1968年10月8日、アビイ・ロード第2スタジオで録音

イントロの3 小節間のフラメンコ・ギターはメロトロンのサンプル音源だった

 ジョン「〈コンティニューイング・ストーリー・オブ・バンガロウ・ビル〉は、短い休みをとって哀れな虎を2、3頭撃ちに行った男が、神とともに部落に帰ってくるというストーリーで書いた」。

 インド滞在中にジョンが書いた作品で、リチャード・クックIII 世というアメリカ人青年の実話がもとになっている。リチャードは大学を卒業すると、マハリシの講義を受けていた母親のナンシーをリシケシュまで訪ねて来た。リチャードは瞑想をしに来たわけでもなく、母親に会いに来ただけだった。暇を持て余していたところにガイドから虎狩りを勧められた。リシケシュから3時間ほど離れた場所で虎狩りは行われた。母親と木製の壇に乗り、木の中に隠れていたとき、黒と黄色の動物がサッと目の前を通り過ぎた。ビックリした母親の叫び声を聞いて、リチャードはふり向きざま、虎の耳を撃ち抜いた。仕切っていたテキサス人のガイドは「このことを絶対、他人にしゃべるんじゃないぞ」と言って戦利品の虎の皮や爪を横取りした。

 動物を殺したことが悪いカルマをもたらすのではないかと、不安になったリチャードは母親とともにマハリシに相談した。そこにジョンとジョージも同席していた。マハリシは自分の信奉者がそんな残酷なことをしたことに動転し、初めて見るほど怒っていたという。ジョンが非難をすると、母親がジョンに「間一髪の状況だったの。虎はわたしたちに跳びかかろうとしていたのよ」と言い訳をした。

 ジョンはリチャードを、アメリカの西部開拓史上の英雄と言われたバッファロー・ビルをもじって、住んでいたバンガロウに引っ掛けて、バンガロウ・ビルという主人公にした。ポールは「ジョンの素晴らしい作品のひとつだ。今でも僕のお気に入りだ。“なぜ虎を撃ちに行かなければいけないんだ”~これが歌のメッセージだ。“ もう大人だろう? ” ジョンはうまく表現してるよね。ジョンは特に動物愛護運動をしていたわけじゃないけど、曲で彼の心情を表したんじゃないかな。時と共に価値を増した曲だ。動物の絶滅寸前の問題など、より現代の状況に密着している。

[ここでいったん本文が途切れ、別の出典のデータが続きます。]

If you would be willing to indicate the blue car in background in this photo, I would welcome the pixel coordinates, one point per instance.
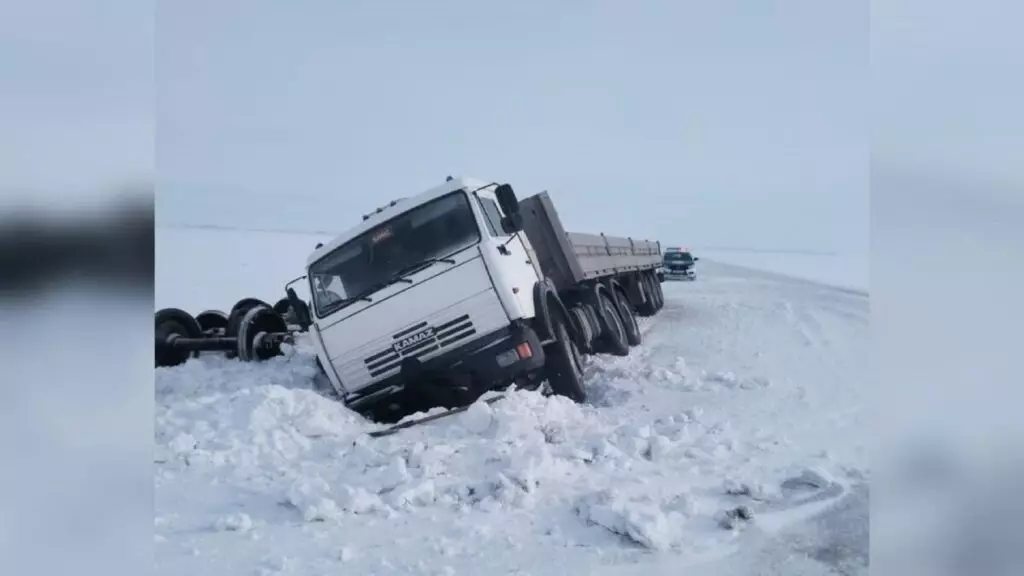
(678, 264)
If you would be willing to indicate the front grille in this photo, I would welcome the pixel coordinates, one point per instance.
(418, 340)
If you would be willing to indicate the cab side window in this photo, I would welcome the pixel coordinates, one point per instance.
(493, 214)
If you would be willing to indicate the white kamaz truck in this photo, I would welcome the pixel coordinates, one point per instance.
(435, 299)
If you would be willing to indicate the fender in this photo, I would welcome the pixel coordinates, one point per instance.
(542, 290)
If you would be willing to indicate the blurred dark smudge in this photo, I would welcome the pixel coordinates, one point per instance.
(41, 250)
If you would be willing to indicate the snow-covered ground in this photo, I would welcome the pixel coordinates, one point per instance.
(749, 394)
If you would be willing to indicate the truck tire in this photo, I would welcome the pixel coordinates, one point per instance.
(647, 307)
(613, 335)
(658, 293)
(633, 336)
(563, 367)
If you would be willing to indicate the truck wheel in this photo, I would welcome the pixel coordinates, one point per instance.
(633, 336)
(647, 307)
(563, 367)
(658, 293)
(612, 329)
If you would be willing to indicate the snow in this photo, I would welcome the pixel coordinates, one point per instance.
(720, 444)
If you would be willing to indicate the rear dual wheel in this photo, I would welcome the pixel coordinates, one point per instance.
(563, 364)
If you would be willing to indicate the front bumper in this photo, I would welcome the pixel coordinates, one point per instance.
(487, 362)
(680, 274)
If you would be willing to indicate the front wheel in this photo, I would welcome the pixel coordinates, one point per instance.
(563, 366)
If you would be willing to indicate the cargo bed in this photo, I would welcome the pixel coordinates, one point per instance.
(569, 258)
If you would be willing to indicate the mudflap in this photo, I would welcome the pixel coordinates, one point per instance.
(410, 423)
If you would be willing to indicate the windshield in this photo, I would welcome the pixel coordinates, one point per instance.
(678, 256)
(381, 255)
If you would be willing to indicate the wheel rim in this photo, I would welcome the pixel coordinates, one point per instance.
(571, 352)
(613, 320)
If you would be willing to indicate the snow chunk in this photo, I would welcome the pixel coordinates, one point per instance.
(641, 522)
(233, 523)
(478, 418)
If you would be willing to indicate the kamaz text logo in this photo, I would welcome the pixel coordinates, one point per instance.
(413, 339)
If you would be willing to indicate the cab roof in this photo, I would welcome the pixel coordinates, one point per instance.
(392, 209)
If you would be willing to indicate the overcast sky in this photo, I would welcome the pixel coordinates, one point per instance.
(737, 123)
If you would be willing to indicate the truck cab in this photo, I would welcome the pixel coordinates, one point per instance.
(678, 263)
(434, 290)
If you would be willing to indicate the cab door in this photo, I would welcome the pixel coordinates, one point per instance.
(515, 257)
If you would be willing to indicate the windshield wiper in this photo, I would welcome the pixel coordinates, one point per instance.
(398, 277)
(413, 269)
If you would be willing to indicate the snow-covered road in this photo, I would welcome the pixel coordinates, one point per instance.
(749, 393)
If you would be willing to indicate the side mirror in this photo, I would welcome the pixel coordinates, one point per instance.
(512, 223)
(300, 310)
(507, 200)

意味がある曲だ」と誉めている。

 このイントロの3小節間のフラメンコ・ギターは「ストロベリー・フィールズ・フォーエバー」で導入した新しい楽器「メロトロン」のサンプルとして入っていたうちのひとつの音を、ジョンがそのまま使った。

 メロディ・パートの「♪ He went out tiger hunting ~」のバックで聴こえるトレモロのかかった弦楽器の音はギターではなく、クリス・トーマスがメロトロンでマンドリンの音を使って弾いたものだ。エンディングの「♪ Hey Bungalow Bill what did you kill, Bungalow Bill」の3回目の繰り返しから入ってくる管楽器の音もメロトロンのトロンボーンの音を使って弾いている。

この曲で初めてオノ・ヨーコの歌が入ってきた

 「♪ Not when he looked so fierce」と、すぐ後のユニゾンの「♪ If looks could kill it would have been us instead of him」の部分がそれだ。これがビートルズのレコードに初めて入った女性の声だ。

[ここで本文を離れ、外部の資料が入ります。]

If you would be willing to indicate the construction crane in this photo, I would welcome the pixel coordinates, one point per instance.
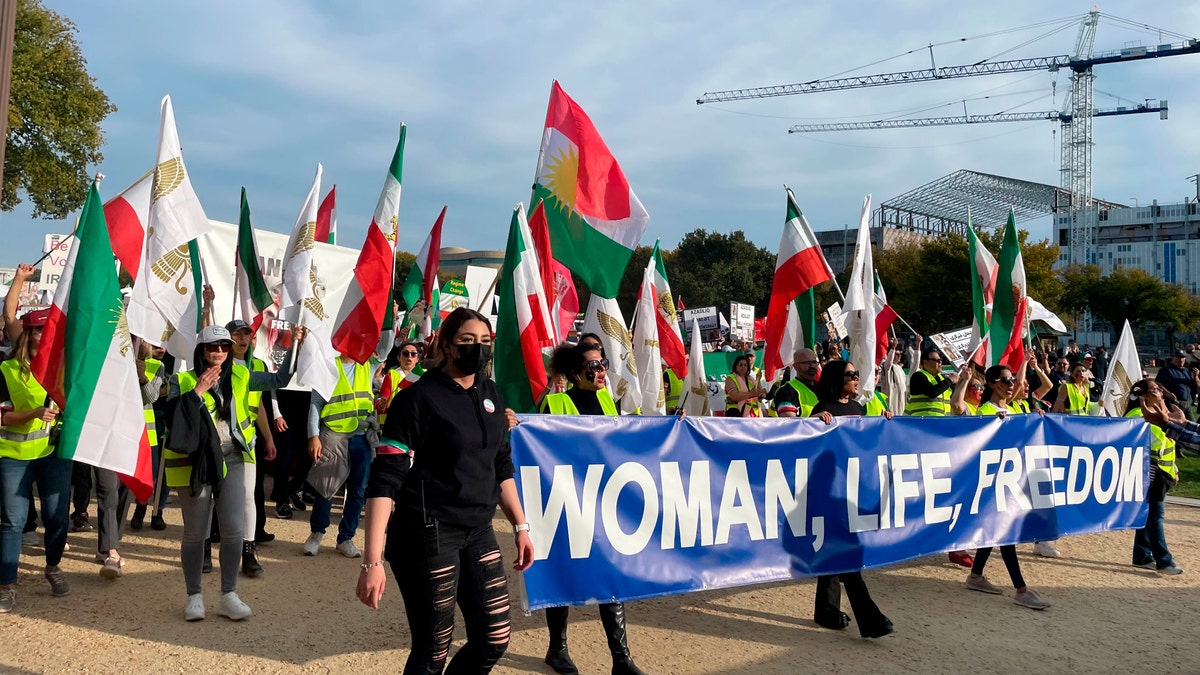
(1077, 138)
(1065, 119)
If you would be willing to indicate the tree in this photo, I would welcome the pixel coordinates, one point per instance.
(54, 115)
(713, 269)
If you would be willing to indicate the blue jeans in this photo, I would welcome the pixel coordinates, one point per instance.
(1150, 542)
(355, 491)
(17, 478)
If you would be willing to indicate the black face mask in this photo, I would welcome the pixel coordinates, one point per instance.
(472, 358)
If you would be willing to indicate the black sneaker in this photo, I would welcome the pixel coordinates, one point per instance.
(139, 517)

 リンゴの妻のモーリーン・スターキーもコーラスで参加している。マーク・ルイソンの『レコーディング・セッションズ』にはオーバー・ダビングの様子が書いてある。陽気で場当たり的なレコーディングで、雰囲気を重視してミスもそのまま残してある。録音は飛び入り自由で、スタジオにいた者はみな大声でコーラスを歌い、拍手喝采し、口笛を吹き、ジョンのリード・ボーカルをバックアップした、と書いてあるが、ジェフ・エメリックは違った見方をしている。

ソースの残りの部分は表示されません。